Thungela Resources was created from the unbundling of Anglo American’s South African coal assets, announced in April. The company has been operating as an independent entity for a month of the period under review.
The results “… paves the way for Thungela to consider the declaration of a maiden dividend at the annual results for 2021, in line with Thungela’s stated dividend policy of a minimum payout of 30% of Adjusted operating free cash flow,” said Ndlovu.
Commenting later in a media call, the firm’s CFO Deon Smith said there was a possibility Thungela’s year-end dividend could exceed its policy. “But it’s difficult to say at this stage if we could do better,” said Smith, adding that coal prices were hard to forecast.
Thungela achieved an average realised price for its coal of $75.27/t which compares to R48/90/t realised when the assets were held in Anglo American. Prices were strong owing to a recovery post the onset of the Covid-19 pandemic and supply-side challenges that Ndlovu described as “short-term”.

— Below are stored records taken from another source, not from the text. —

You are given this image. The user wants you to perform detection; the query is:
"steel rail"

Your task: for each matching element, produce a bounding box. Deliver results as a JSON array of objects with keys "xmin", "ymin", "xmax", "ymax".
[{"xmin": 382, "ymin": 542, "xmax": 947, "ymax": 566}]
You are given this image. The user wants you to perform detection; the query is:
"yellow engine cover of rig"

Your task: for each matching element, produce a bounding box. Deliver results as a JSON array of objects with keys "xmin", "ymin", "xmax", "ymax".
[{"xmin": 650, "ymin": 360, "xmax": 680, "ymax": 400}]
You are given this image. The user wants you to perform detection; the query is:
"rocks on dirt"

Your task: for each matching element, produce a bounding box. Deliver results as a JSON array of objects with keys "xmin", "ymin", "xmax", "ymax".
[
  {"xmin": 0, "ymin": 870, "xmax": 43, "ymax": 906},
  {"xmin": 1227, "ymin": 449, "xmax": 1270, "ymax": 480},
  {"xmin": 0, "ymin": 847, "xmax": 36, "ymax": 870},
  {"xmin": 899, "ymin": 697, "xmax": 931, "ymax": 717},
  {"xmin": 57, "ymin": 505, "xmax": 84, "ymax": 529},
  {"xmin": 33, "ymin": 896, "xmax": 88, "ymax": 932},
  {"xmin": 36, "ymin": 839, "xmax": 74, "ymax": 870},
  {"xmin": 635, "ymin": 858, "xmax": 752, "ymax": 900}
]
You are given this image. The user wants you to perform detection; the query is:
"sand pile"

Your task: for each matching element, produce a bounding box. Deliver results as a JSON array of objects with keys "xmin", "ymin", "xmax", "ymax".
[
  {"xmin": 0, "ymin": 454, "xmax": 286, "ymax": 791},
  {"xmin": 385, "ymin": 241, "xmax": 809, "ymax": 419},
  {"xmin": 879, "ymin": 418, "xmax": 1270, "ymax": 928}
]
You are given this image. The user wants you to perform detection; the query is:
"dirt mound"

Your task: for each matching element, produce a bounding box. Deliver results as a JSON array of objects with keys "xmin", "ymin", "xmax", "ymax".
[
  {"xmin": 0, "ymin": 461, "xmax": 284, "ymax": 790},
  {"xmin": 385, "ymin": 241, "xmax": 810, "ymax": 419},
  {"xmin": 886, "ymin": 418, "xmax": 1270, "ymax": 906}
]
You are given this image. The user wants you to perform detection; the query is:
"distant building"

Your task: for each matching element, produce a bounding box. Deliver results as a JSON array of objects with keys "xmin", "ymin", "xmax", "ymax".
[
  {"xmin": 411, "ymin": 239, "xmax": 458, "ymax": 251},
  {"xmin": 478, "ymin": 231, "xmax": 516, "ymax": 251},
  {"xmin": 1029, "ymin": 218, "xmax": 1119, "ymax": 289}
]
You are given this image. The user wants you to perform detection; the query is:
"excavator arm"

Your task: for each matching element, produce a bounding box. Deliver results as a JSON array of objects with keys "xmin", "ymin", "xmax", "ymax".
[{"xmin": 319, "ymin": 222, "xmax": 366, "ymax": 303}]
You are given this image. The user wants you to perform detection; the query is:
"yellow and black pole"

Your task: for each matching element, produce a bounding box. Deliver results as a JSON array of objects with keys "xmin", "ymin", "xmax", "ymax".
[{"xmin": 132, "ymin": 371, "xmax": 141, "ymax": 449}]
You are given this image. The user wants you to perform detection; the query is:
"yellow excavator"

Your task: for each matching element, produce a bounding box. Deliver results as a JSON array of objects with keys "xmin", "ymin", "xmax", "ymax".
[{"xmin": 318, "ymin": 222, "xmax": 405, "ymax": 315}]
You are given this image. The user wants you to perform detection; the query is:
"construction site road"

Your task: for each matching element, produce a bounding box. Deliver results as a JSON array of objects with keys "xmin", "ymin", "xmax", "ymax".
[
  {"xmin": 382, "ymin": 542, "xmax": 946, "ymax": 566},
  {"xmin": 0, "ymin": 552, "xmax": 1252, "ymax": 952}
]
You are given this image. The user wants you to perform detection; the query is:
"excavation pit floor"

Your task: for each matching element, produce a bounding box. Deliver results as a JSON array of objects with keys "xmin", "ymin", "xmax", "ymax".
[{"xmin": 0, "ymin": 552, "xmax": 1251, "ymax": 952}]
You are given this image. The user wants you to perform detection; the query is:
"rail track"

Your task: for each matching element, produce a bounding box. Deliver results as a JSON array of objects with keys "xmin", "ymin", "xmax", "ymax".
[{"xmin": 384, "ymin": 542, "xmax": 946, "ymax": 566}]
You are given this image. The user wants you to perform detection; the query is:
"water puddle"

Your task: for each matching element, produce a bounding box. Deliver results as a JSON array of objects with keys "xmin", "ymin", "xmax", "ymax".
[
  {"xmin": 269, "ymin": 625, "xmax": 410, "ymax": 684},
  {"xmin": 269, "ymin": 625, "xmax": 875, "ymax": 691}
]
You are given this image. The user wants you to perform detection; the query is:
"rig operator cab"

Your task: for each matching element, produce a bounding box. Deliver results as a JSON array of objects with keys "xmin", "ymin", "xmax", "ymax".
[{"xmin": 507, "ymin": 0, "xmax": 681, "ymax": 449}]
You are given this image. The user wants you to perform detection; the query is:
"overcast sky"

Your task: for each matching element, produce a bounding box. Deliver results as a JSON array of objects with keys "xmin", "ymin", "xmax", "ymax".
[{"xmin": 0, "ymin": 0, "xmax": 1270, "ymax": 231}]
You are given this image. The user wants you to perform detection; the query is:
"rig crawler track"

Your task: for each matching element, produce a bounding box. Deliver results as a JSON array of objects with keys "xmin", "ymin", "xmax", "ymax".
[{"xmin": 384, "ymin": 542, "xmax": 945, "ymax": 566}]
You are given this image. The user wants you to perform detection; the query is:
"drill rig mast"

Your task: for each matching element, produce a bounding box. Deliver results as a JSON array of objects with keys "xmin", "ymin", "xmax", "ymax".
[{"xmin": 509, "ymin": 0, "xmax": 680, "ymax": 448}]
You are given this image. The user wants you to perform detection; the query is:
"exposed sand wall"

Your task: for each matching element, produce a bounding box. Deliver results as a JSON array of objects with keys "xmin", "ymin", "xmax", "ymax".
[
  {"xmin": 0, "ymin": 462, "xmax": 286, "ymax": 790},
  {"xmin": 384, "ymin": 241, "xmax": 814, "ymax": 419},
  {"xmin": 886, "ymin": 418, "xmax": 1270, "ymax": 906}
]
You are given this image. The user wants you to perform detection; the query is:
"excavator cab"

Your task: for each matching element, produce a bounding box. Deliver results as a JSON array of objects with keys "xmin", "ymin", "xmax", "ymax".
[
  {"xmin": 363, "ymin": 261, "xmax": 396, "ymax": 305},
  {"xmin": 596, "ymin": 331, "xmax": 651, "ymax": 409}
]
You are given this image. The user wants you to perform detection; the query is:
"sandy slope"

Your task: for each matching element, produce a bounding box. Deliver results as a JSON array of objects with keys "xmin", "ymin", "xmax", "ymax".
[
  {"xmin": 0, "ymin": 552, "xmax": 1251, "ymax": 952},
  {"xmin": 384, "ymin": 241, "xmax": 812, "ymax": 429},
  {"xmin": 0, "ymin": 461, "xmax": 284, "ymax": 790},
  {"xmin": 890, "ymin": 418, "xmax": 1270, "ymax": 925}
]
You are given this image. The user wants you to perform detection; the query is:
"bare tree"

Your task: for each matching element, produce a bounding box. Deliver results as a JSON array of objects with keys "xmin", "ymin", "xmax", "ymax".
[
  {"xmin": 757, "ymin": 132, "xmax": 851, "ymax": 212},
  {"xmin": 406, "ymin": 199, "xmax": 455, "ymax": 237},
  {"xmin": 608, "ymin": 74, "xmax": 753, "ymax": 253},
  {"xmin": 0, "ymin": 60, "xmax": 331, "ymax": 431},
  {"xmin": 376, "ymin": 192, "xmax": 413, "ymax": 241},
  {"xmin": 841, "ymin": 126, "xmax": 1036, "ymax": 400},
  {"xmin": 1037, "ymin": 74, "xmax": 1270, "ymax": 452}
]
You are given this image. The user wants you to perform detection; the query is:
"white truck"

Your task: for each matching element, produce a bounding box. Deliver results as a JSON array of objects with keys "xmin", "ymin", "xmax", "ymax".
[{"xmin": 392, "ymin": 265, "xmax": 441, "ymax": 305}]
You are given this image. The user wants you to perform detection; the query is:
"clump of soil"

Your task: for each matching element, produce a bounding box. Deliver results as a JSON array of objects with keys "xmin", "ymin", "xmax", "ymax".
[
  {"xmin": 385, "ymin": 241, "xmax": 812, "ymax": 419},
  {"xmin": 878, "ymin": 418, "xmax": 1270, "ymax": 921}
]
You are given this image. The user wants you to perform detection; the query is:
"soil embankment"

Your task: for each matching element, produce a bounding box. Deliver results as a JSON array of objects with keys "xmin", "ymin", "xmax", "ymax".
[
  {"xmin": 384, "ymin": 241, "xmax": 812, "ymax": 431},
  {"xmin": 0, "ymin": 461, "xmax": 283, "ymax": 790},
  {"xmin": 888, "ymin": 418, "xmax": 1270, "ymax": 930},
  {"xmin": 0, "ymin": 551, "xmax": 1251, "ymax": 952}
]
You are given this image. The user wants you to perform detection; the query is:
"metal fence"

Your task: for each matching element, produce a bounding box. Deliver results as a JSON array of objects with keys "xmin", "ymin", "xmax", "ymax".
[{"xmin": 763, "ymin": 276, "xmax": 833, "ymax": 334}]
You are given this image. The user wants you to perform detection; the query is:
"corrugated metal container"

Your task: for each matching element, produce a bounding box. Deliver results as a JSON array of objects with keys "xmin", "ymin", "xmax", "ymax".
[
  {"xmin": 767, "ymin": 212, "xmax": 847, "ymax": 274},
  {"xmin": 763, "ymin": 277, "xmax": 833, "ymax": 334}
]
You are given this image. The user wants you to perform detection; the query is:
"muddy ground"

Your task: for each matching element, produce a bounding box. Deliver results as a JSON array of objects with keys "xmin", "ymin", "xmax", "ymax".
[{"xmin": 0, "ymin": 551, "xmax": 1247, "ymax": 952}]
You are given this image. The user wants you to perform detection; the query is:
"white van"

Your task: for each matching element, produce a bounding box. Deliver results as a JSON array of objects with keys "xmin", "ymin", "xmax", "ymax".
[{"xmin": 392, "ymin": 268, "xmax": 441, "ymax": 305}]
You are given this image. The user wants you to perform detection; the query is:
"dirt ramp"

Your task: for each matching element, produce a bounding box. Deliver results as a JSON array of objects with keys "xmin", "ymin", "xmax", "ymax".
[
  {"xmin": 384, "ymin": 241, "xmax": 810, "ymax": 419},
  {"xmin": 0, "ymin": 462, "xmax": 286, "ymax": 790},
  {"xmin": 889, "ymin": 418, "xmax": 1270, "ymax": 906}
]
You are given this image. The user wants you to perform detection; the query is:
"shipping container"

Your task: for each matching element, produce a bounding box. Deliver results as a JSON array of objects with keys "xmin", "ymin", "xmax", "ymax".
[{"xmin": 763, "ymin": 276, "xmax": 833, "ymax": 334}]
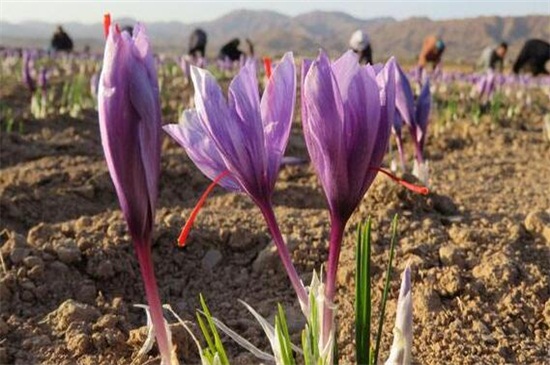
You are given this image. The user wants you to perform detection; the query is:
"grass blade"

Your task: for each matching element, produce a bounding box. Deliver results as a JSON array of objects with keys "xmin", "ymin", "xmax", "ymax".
[
  {"xmin": 370, "ymin": 214, "xmax": 397, "ymax": 364},
  {"xmin": 355, "ymin": 218, "xmax": 371, "ymax": 364}
]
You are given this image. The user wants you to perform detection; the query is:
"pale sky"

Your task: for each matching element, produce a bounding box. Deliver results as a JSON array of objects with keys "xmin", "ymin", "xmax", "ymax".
[{"xmin": 0, "ymin": 0, "xmax": 550, "ymax": 26}]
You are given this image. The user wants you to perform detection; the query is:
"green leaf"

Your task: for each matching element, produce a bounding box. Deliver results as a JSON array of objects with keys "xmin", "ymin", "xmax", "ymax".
[
  {"xmin": 370, "ymin": 214, "xmax": 398, "ymax": 364},
  {"xmin": 275, "ymin": 304, "xmax": 295, "ymax": 365},
  {"xmin": 197, "ymin": 294, "xmax": 229, "ymax": 365},
  {"xmin": 355, "ymin": 217, "xmax": 371, "ymax": 364}
]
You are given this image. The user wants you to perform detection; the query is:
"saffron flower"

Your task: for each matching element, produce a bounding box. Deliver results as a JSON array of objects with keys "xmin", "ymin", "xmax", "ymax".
[
  {"xmin": 386, "ymin": 265, "xmax": 413, "ymax": 365},
  {"xmin": 98, "ymin": 18, "xmax": 176, "ymax": 364},
  {"xmin": 22, "ymin": 50, "xmax": 36, "ymax": 95},
  {"xmin": 395, "ymin": 65, "xmax": 431, "ymax": 185},
  {"xmin": 164, "ymin": 53, "xmax": 308, "ymax": 309},
  {"xmin": 302, "ymin": 51, "xmax": 395, "ymax": 343}
]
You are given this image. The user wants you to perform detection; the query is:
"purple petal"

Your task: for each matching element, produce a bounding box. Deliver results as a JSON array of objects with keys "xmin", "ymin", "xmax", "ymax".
[
  {"xmin": 332, "ymin": 51, "xmax": 380, "ymax": 200},
  {"xmin": 98, "ymin": 27, "xmax": 161, "ymax": 242},
  {"xmin": 260, "ymin": 52, "xmax": 296, "ymax": 188},
  {"xmin": 302, "ymin": 52, "xmax": 348, "ymax": 211},
  {"xmin": 191, "ymin": 65, "xmax": 270, "ymax": 198},
  {"xmin": 163, "ymin": 109, "xmax": 241, "ymax": 191}
]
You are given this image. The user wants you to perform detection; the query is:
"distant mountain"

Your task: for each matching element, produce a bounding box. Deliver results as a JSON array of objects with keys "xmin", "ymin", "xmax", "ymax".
[{"xmin": 0, "ymin": 10, "xmax": 550, "ymax": 62}]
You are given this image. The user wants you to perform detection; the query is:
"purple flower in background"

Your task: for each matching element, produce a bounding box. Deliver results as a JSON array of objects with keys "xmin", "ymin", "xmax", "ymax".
[
  {"xmin": 90, "ymin": 72, "xmax": 99, "ymax": 98},
  {"xmin": 196, "ymin": 56, "xmax": 207, "ymax": 68},
  {"xmin": 180, "ymin": 55, "xmax": 192, "ymax": 80},
  {"xmin": 395, "ymin": 61, "xmax": 431, "ymax": 178},
  {"xmin": 164, "ymin": 53, "xmax": 307, "ymax": 306},
  {"xmin": 98, "ymin": 17, "xmax": 172, "ymax": 364},
  {"xmin": 476, "ymin": 72, "xmax": 497, "ymax": 102},
  {"xmin": 38, "ymin": 67, "xmax": 48, "ymax": 97},
  {"xmin": 302, "ymin": 51, "xmax": 395, "ymax": 344},
  {"xmin": 22, "ymin": 50, "xmax": 36, "ymax": 94}
]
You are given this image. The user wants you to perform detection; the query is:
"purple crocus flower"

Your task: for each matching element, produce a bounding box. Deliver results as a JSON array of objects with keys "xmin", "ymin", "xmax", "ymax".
[
  {"xmin": 476, "ymin": 72, "xmax": 497, "ymax": 102},
  {"xmin": 395, "ymin": 65, "xmax": 431, "ymax": 172},
  {"xmin": 22, "ymin": 50, "xmax": 36, "ymax": 94},
  {"xmin": 180, "ymin": 55, "xmax": 191, "ymax": 83},
  {"xmin": 164, "ymin": 53, "xmax": 307, "ymax": 308},
  {"xmin": 38, "ymin": 67, "xmax": 48, "ymax": 97},
  {"xmin": 98, "ymin": 20, "xmax": 172, "ymax": 364},
  {"xmin": 90, "ymin": 72, "xmax": 99, "ymax": 98},
  {"xmin": 302, "ymin": 51, "xmax": 395, "ymax": 343}
]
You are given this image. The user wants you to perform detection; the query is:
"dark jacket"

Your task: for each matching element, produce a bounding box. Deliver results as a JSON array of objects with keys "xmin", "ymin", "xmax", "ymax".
[
  {"xmin": 51, "ymin": 29, "xmax": 73, "ymax": 52},
  {"xmin": 514, "ymin": 39, "xmax": 550, "ymax": 76}
]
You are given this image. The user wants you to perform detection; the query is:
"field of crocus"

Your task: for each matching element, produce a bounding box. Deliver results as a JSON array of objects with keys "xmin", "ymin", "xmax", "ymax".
[{"xmin": 0, "ymin": 27, "xmax": 550, "ymax": 365}]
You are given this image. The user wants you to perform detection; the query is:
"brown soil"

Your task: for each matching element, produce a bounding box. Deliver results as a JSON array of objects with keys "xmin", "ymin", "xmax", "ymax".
[{"xmin": 0, "ymin": 74, "xmax": 550, "ymax": 364}]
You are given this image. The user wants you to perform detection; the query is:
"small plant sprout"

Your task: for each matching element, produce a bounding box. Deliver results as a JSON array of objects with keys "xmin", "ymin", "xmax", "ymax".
[
  {"xmin": 98, "ymin": 18, "xmax": 177, "ymax": 365},
  {"xmin": 386, "ymin": 265, "xmax": 413, "ymax": 365},
  {"xmin": 355, "ymin": 215, "xmax": 397, "ymax": 365}
]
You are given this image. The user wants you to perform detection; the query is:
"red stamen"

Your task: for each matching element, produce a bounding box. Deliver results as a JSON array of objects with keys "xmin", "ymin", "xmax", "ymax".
[
  {"xmin": 103, "ymin": 13, "xmax": 111, "ymax": 38},
  {"xmin": 178, "ymin": 170, "xmax": 229, "ymax": 247},
  {"xmin": 264, "ymin": 57, "xmax": 271, "ymax": 79},
  {"xmin": 373, "ymin": 167, "xmax": 430, "ymax": 195}
]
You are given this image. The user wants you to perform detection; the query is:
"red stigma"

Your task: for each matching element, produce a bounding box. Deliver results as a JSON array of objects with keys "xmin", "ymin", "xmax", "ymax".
[
  {"xmin": 372, "ymin": 167, "xmax": 430, "ymax": 195},
  {"xmin": 103, "ymin": 13, "xmax": 120, "ymax": 38},
  {"xmin": 103, "ymin": 13, "xmax": 111, "ymax": 38},
  {"xmin": 178, "ymin": 170, "xmax": 229, "ymax": 247},
  {"xmin": 264, "ymin": 57, "xmax": 271, "ymax": 79}
]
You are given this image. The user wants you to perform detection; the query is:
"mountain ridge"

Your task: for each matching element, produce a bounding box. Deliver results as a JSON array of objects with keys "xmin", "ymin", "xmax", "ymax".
[{"xmin": 0, "ymin": 9, "xmax": 550, "ymax": 62}]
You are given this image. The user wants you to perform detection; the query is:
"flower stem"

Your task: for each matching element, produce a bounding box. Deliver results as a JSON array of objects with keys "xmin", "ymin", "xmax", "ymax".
[
  {"xmin": 258, "ymin": 203, "xmax": 308, "ymax": 308},
  {"xmin": 396, "ymin": 136, "xmax": 406, "ymax": 172},
  {"xmin": 135, "ymin": 243, "xmax": 171, "ymax": 365},
  {"xmin": 414, "ymin": 138, "xmax": 424, "ymax": 165},
  {"xmin": 323, "ymin": 216, "xmax": 346, "ymax": 344}
]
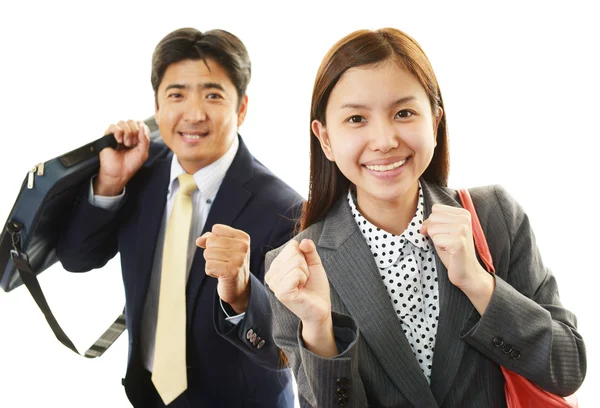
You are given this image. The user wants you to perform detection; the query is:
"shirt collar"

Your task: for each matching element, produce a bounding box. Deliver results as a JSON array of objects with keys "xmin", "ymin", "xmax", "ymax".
[
  {"xmin": 348, "ymin": 183, "xmax": 432, "ymax": 267},
  {"xmin": 167, "ymin": 136, "xmax": 240, "ymax": 199}
]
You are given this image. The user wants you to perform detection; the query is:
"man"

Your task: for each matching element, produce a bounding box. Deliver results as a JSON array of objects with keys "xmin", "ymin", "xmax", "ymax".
[{"xmin": 57, "ymin": 28, "xmax": 302, "ymax": 407}]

Coal exports from South Africa have been well below expectations as a result of ongoing rail utilisation problems at Transnet, the state-owned freight and logistics company. Smith said today the “numbers were staggering for us and as a country”.
It emerged during a presentation of Exxaro Resources’ interim results on Thursday that Transnet Freight Rail (TFR), a division of Transnet, short delivered 1.5 million tons (Mt) a month owing to a complex of problems including theft, vandalism, and absenteeism.
“Should the South African government and TFR reduce or eliminate the issues relating to theft and equipment failures, then an improved rail performance during the second half of 2021 is expected,” Thungela said in its results commentary.
Ndlovu added that Transnet management had responded positively to the challenges. “All things being equal we expect to reach 15Mt to 16Mt in sales at year-end,” he added. Sales for the interim period totalled 6.68Mt, a decline partly owing to a comparable fall in coal production as well as TFR’s problems.
Capital expenditure for the year would come in at the low end of its R2.6bn to R3bn guidance. As of June 30, Thungela had cash of R3bn by dint of a commitment by Anglo American to inject R2.5bn into the business.
The company opened in Johannesburg at R21.90 per share but is currently trading at R46.80/share, an improvement of about 114%.